At intervals thereafter, he would inquire as to the health and condition of the widow, and every time I could tell him honestly that she was still housebound, having to care for her crippled child. Thereafter, too, I believe Alonso kept me employed long beyond the time that I was really of any use to him—finding ever more obscure, even dull and valueless pages of word-pictures made far away and long ago, for me to help him translate—just because he knew that my wages went mostly for the upkeep of my little household.

Whenever I was not occupied with that, I visited the several workrooms that the Cathedral had provided for Pochotl. His clerical employers had first tested his skill by giving him a very small amount of gold in a lump, to see what he might do with it. I forget what it was that he created, but it made the priests ecstatic. From then on, they allowed him increasing quantities of gold and silver, and gave him instructions as to what to make—candlesticks and censers and various urns—and left the actual design of those things to him, and were vastly pleased with every one of them.

So now Pochotl was master of a smelter room where all the metals he used were melted and refined; a forging room where the coarser metals—iron, steel, brass—were hammered into shape; a room of mortars and crucibles in which the precious metals were liquefied; a room of workbenches, all strewn with tools of the utmost delicacy. And of course he had many assistants, some of them who had previously also been jewel-artificers in Tenochtítlan. But most of the helpers were slaves—and most of those were Moros, because those people are immune to the hottest heat—who did the heavy drudgery requiring not much skill.
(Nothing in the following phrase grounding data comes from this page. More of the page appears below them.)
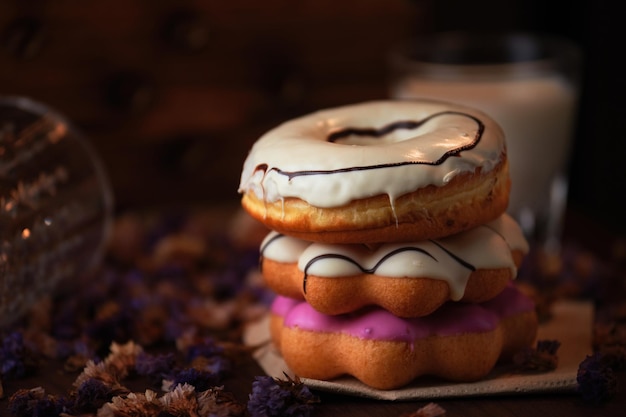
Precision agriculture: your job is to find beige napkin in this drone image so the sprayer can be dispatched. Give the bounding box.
[244,301,593,400]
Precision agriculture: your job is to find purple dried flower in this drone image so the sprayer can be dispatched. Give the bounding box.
[72,378,122,414]
[8,387,70,417]
[248,375,319,417]
[576,353,617,405]
[187,337,224,362]
[513,340,561,372]
[0,332,37,379]
[135,352,176,382]
[170,368,221,392]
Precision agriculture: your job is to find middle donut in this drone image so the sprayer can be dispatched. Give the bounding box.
[260,214,529,317]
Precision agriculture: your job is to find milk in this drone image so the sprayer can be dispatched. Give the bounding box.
[391,75,577,239]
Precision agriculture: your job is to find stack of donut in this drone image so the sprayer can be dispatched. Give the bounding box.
[239,100,537,389]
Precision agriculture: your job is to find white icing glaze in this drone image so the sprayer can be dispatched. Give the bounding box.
[239,100,505,207]
[261,214,529,300]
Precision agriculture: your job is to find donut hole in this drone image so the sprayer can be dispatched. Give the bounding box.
[327,120,421,146]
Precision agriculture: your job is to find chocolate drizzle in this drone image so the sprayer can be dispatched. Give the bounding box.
[302,240,476,294]
[255,111,485,180]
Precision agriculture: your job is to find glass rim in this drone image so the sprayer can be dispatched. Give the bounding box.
[389,31,582,78]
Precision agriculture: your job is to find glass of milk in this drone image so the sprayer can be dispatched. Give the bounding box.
[390,32,581,248]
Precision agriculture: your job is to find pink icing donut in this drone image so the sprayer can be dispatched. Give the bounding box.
[271,285,537,389]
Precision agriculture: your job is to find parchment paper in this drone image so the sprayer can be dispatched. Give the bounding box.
[244,301,593,400]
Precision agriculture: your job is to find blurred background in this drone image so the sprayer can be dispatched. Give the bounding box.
[0,0,626,233]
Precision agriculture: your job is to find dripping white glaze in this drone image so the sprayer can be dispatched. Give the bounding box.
[239,100,505,207]
[261,214,529,300]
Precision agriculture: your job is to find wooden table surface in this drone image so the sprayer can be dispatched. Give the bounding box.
[0,206,626,417]
[0,352,626,417]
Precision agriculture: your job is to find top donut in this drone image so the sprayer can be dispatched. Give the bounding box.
[239,100,510,243]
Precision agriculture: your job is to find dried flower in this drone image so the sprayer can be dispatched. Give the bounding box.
[401,403,446,417]
[160,384,198,416]
[513,340,561,372]
[0,332,38,379]
[248,374,319,417]
[72,378,128,414]
[197,387,246,417]
[163,368,220,391]
[135,352,176,382]
[576,353,617,405]
[8,387,70,417]
[97,390,163,417]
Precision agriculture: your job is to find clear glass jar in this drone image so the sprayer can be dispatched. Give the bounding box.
[0,97,113,326]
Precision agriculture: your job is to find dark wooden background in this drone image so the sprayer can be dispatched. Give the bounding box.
[0,0,626,231]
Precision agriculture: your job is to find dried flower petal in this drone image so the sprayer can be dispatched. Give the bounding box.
[160,384,198,416]
[163,368,220,391]
[72,378,128,414]
[197,387,246,417]
[8,387,70,417]
[0,332,38,379]
[576,353,617,405]
[248,375,319,417]
[97,390,163,417]
[135,352,176,382]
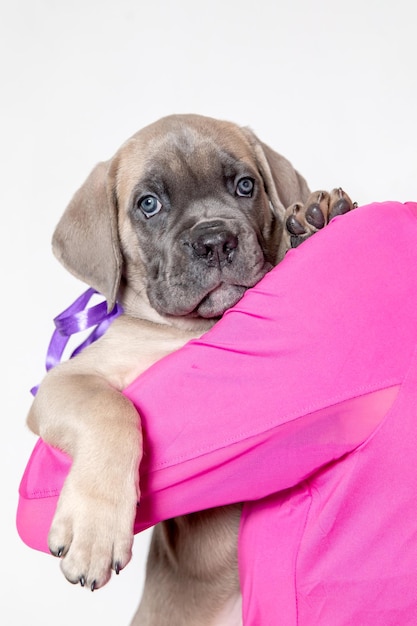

Naturally, Pochotl was as happy as if he had been transported alive to the blissful afterworld of Tonatíucan—"Have you noticed, Tenamáxtli, how I am becoming enviably fat again, now that I am well paid and well fed?"—and he enjoyed showing me his every new production, and he took pleasure in my admiring them as much as the priests did. But there at the Cathedral he and I never spoke of his other work; that project we discussed only when he came to the house, to ask questions about various parts of the arcabuz that I had sketched for him:

"Is this piece supposed to move like so? Or like so?"

And in time he began to bring actual metal pieces to show, for my approval or comment.

"It is a good thing," he said, "that you got me appointed to the Cathedral's enterprise at the same time you asked me to build this weapon. Just the making of the arcabuz's long, hollow tube would have been impossible without the tools I now have. And only today, I was trying to bend a thin metal strip into that spiral you called a spring, and fumbling at it, when I was unexpectedly interrupted by a certain Padre Diego. He startled me by speaking to me in Náhuatl."

"I know the man," I said. "Caught you, did he? And he would hardly believe a spring to be any kind of church decoration. Did he scold you for neglecting your proper work?"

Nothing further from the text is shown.